The Company does not have any significant foreign currency denominated monetary liabilities. The principal business of the Company is the identification and evaluation of assets or a business and once identified or evaluated, to negotiate an acquisition or participation in a business subject to receipt of shareholder approval and acceptance by regulatory authorities.
Interest Rate Risk
The Company is exposed to interest rate risk on the variable rate of interest earned on bank deposits. The fair value interest rate risk on bank deposits is insignificant as the deposits are short-term.
The Company has not entered any derivative instruments to manage interest rate fluctuations.
Credit Risk
Credit risk is the risk of loss associated with the counterparty's inability to fulfill its payment obligations. Financial instruments that potentially subject the Company to concentrations of credit risks consist principally of cash. To minimize the credit risk, the Company would intend to place these instruments with a high-quality financial institution.
Liquidity Risk
ln the management of liquidity risk of the Company, the Company maintains a balance between continuity of funding and the flexibility using borrowings. Management closely monitors the liquidity position and expects to have adequate sources of funding to finance the Company's operations.
Exploration Stage Mineral Exploration Risks
Exploration stage mineral exploration companies face a variety of risks with very few exploration projects successfully achieving development stage due to factors that cannot be predicted or anticipated.

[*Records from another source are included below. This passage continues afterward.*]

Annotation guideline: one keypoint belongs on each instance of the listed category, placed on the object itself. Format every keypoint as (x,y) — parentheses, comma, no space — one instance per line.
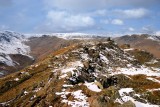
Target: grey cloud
(4,3)
(83,5)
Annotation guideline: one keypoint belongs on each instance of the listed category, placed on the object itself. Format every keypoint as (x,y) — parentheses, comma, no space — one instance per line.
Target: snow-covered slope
(12,50)
(88,74)
(69,35)
(12,43)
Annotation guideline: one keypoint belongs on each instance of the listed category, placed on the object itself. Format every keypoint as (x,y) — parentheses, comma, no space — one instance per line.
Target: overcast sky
(86,16)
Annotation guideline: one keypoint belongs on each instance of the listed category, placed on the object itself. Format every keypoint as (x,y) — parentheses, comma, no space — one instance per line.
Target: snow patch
(92,86)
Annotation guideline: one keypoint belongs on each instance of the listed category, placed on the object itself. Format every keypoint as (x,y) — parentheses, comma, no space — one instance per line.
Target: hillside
(17,51)
(86,74)
(12,51)
(146,42)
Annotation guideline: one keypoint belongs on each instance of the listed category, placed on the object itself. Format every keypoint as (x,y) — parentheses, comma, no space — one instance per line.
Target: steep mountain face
(11,49)
(43,45)
(17,51)
(86,74)
(146,42)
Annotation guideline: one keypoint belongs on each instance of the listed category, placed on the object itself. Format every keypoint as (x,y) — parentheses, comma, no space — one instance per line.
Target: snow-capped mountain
(13,51)
(69,36)
(150,43)
(86,74)
(12,43)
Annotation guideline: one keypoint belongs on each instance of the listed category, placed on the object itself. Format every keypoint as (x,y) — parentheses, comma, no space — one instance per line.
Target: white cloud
(133,13)
(131,29)
(117,22)
(106,21)
(64,21)
(4,27)
(84,5)
(147,29)
(157,33)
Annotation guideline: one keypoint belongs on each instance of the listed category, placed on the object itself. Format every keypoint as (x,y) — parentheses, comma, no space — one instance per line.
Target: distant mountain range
(21,50)
(150,43)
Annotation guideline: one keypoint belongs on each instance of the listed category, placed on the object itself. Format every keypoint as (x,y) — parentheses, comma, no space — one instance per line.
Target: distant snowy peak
(8,35)
(154,38)
(68,35)
(12,43)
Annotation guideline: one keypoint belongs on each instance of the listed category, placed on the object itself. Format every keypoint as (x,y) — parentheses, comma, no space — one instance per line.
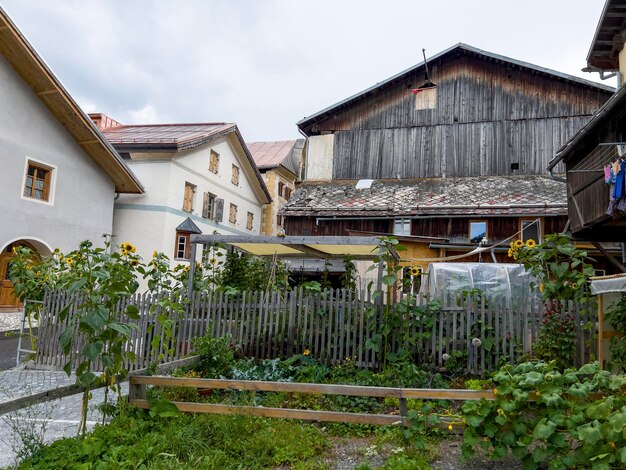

Even one such factor may result in the economic viability of a project being detrimentally impacted such that it is neither feasible nor practical to proceed.
Additional Disclosure for Junior Companies
The Company expects that the proceeds raised in July 2020 pursuant to the private placement offering will continue to fund operations through 2021.The estimated total general and administrative costs necessary for the Company to operate during the following 12 months is $330,000 and includes further estimated costs related to potential acquisition candidates.